Dark fantasy – steampunk – sorcellerie – gladiateur – forêt – mystique – monstres – lycans – sociétés – intrigue sociétale – liberté – bestiaires monstrueux – gargouilles

Trigger warning

Esclavage, bagne, violence, arène/combats de gladiateurs, pillage de tombe, cadavres d’animaux, torture, mise à mort d’autochtones

Colin Heine, Les Loups de Cendres Mortes, Éditions ActuSF, collection Bad Wolf, 21 juin 2023

Mon retour

« Des formes féroces lui passent devant les yeux. Des silhouettes sauvages, à moitié humaines, rampantes ou galopantes, filant à travers les arbres ou virevoltant entre leurs branches. Des griffes, des becs et des serres, des morsures et des venins… Des consciences ni animales ni pleinement humaines, unies dans le même désir de fondre sur Luperque et de détruire la ville. »

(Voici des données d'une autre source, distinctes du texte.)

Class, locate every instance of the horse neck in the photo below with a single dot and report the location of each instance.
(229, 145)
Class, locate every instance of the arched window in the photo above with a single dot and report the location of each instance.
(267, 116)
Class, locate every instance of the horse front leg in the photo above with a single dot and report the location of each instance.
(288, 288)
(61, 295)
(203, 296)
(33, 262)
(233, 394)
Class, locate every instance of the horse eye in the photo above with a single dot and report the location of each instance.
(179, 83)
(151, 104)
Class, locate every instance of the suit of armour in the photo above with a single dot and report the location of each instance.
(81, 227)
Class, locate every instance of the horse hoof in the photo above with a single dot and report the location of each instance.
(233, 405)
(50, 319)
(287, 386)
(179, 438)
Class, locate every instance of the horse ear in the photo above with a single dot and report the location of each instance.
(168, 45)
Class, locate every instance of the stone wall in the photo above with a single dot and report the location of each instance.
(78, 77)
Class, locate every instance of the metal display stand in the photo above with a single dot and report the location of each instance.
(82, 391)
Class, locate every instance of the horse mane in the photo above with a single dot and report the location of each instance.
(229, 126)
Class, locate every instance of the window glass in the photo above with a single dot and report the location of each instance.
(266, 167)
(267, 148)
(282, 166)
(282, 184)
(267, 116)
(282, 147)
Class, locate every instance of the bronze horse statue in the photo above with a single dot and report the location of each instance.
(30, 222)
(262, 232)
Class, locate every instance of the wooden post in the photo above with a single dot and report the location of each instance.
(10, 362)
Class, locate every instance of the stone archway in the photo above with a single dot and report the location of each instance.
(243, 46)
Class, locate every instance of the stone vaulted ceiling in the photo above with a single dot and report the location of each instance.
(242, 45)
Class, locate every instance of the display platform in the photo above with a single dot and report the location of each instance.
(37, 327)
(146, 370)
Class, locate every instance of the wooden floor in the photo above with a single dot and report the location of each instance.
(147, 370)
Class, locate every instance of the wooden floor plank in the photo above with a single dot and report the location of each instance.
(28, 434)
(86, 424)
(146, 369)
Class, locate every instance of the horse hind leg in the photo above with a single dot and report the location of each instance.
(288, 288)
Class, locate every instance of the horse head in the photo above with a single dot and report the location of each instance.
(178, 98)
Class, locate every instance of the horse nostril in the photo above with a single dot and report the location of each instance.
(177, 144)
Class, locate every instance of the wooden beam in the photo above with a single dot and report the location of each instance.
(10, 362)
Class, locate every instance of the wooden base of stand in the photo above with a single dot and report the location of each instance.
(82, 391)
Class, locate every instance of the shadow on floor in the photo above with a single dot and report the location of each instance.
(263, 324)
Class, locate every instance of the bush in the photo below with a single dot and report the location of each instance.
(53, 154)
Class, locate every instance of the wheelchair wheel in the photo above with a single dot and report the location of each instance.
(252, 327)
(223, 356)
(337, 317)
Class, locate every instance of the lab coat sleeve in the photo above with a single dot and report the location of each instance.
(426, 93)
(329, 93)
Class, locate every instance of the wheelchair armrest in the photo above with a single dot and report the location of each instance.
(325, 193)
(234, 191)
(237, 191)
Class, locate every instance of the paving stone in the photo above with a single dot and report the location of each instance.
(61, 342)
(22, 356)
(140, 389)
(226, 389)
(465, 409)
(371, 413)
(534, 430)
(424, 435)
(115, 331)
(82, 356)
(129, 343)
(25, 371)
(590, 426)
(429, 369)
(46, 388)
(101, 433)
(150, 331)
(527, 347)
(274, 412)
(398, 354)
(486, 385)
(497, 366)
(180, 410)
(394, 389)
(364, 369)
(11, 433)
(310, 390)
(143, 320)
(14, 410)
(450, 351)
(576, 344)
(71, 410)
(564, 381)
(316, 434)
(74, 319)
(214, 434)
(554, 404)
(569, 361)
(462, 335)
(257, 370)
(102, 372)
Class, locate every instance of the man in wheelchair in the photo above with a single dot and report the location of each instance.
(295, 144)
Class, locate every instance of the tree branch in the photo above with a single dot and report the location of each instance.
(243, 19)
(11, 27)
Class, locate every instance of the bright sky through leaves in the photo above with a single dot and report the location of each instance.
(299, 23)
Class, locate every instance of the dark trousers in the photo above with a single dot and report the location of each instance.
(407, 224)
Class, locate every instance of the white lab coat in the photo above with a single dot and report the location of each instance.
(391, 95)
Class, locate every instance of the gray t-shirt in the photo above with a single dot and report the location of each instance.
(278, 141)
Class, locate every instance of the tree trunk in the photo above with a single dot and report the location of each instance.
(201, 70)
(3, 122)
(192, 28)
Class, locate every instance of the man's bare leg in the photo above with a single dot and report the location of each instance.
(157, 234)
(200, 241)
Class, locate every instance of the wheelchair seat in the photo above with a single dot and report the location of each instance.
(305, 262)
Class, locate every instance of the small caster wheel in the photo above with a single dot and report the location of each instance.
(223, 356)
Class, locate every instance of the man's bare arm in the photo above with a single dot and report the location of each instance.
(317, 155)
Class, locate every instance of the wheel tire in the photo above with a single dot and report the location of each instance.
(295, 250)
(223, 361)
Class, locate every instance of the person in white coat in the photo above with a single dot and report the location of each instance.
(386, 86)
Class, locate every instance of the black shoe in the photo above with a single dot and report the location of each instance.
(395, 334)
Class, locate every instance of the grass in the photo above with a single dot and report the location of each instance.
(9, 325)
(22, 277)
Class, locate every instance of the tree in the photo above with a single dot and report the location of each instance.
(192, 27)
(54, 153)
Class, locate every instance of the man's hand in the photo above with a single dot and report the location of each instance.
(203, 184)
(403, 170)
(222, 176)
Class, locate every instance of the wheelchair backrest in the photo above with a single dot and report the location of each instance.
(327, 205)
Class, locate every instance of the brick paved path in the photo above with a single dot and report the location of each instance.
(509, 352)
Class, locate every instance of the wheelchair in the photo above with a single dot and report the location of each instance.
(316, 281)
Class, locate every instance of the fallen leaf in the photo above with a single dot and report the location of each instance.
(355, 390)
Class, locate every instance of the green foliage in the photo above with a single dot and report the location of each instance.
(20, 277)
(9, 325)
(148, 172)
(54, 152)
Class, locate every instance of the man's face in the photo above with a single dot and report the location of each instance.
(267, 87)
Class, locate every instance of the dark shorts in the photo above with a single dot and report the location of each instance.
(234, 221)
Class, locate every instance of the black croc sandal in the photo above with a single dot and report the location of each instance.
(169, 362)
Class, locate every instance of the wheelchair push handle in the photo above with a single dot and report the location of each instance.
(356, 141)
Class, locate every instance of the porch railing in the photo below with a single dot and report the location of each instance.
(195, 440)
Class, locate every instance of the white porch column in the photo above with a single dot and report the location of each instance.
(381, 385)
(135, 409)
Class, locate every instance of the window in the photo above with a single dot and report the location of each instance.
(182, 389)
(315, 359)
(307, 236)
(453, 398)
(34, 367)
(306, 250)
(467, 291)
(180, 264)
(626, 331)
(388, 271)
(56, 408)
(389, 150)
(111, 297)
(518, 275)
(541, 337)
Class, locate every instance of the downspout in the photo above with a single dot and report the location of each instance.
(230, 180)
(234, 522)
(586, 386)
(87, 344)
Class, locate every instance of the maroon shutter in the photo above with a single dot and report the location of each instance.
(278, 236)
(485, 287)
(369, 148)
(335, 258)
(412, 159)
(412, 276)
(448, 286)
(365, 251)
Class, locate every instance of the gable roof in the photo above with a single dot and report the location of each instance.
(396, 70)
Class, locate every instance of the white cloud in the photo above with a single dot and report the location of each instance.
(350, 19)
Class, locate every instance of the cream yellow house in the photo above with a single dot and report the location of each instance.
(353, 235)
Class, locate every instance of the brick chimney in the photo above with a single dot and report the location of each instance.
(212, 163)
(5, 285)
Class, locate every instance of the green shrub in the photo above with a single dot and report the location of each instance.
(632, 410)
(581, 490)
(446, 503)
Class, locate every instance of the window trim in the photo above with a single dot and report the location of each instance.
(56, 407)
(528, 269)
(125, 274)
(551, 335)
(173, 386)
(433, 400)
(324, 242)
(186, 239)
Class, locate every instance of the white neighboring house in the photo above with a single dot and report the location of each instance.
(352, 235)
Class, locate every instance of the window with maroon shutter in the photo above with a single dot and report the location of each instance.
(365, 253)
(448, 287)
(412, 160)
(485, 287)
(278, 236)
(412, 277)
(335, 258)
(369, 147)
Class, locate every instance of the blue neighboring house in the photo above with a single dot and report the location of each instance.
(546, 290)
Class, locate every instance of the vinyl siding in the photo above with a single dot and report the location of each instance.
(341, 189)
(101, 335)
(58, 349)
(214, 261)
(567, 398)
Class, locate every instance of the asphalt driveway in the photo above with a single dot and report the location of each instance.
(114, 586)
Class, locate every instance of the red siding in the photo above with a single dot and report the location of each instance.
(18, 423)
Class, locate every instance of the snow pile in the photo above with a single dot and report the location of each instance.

Un jour, la vape a tout recouvert. Aujourd’hui, ce sont des continents, ruines et civilisations qui ont disparu ; les cartes sont à refaire. Mais les explorations comme les voies de déplacement (dans les airs comme sur terre) sont dangereuses, car de la vape, ce brouillard épais et méphitique, des créatures monstrueuses prennent vie. La vape ne se laisse pas dompter et n’hésite pas à récupérer son territoire dérobé par les hommes. C’est dans La forêt des araignées tristes que nous avions découvert cet univers steampunk aux airs de Belle Époque. Environ 4 ans après, Colin Heine y revient pour nous faire découvrir une autre parcelle de ce monde…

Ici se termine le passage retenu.